Acacia georginae, commonly known as Georgina gidgee, Georgina gidyea or poison gidyea, is a species of flowering plant in the family Fabaceae and is endemic to arid areas of Central Australia. It is a foul-smelling, gnarled or spreading tree with a dense crown, narrowly elliptic phyllodes, spherical heads of golden yellow flowers and curved to coiled, papery pods.

==Description==
Acacia georginae is a foul-smelling, gnarled or spreading tree that typically grows to a height of 3–8 m and has a dense crown. The branchlets are covered with a white to grey, mealy bloom and a few soft hairs pressed against the surface. Its phyllodes are narrowly elliptic, narrowed at both ends, straight to slightly curved, 40–110 mm long and 4–16 mm wide, covered with the same bloom as on the branchlets, with up to three prominent veins and many indistinct closely parallel veins. The flowers are borne in five to fifteen spherical heads in racemes 4–8 mm long and covered with silky hairs. The heads are on peduncles 7–12 mm long, each head 4.0–4.5 mm in diameter with 20 to 25 golden yellow flowers. Flowering occurs in most months, and the pods are curved to openly coiled, 60–130 mm long, 12–25 mm wide, more or less glabrous and papery.
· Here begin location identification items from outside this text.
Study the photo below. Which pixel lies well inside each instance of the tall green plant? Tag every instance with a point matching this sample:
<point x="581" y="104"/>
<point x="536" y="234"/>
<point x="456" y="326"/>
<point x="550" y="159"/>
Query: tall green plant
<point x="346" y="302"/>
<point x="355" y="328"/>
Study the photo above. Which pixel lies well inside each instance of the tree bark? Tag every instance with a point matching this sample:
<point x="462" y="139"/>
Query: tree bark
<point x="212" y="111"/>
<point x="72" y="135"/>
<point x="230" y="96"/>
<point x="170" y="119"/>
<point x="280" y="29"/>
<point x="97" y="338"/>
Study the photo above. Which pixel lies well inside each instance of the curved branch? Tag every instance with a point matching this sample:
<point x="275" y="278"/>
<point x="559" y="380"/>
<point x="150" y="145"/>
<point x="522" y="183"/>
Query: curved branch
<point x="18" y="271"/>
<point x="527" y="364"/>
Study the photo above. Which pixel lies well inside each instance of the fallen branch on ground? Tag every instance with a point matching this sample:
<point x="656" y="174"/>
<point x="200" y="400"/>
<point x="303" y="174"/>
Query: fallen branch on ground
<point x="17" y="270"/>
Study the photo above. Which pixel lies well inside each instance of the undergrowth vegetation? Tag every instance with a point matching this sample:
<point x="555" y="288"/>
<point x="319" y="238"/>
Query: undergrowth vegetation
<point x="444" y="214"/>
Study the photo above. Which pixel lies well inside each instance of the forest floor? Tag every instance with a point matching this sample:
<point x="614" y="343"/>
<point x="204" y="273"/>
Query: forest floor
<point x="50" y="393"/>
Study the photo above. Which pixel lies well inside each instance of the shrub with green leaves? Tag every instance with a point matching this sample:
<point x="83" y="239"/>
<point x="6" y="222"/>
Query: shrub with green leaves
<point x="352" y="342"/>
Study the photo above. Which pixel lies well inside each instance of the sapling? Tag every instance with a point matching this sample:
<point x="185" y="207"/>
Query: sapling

The seeds are flat 9–12 mm long and dull dark brown.

==Taxonomy==
Acacia georginae was first formally described in 1896 by Frederick Manson Bailey in the Botany Bulletin. Department of Agriculture, Queensland from specimens collected near the Georgina River. The specific epithet recognizes the place that the type specimen was collected, along the Georgina River.

==Distribution and habitat==
Georgina gidgee occurs in south-eastern Northern Territory, extending into the Georgina River basin in Queensland and just into the north of South Australia. It grows on plains and along watercourses in clay and loam and is the dominant species in low woodland.

==Conservation status==
Acacia georginae is listed as of "least concern" under the Northern Territory Territory Parks and Wildlife Conservation Act and the Queensland Government Nature Conservation Act 1992.

==Toxicity==
Acacia georginae is closely related to A. cambagei, but unlike that species, its foliage contains fluoroacetic acid that is extremely poisonous to livestock. The foul smelling odour of the phyllodes that is especially evident in wet weather, is also a characteristic of A. cambagei and A. pachcarpa.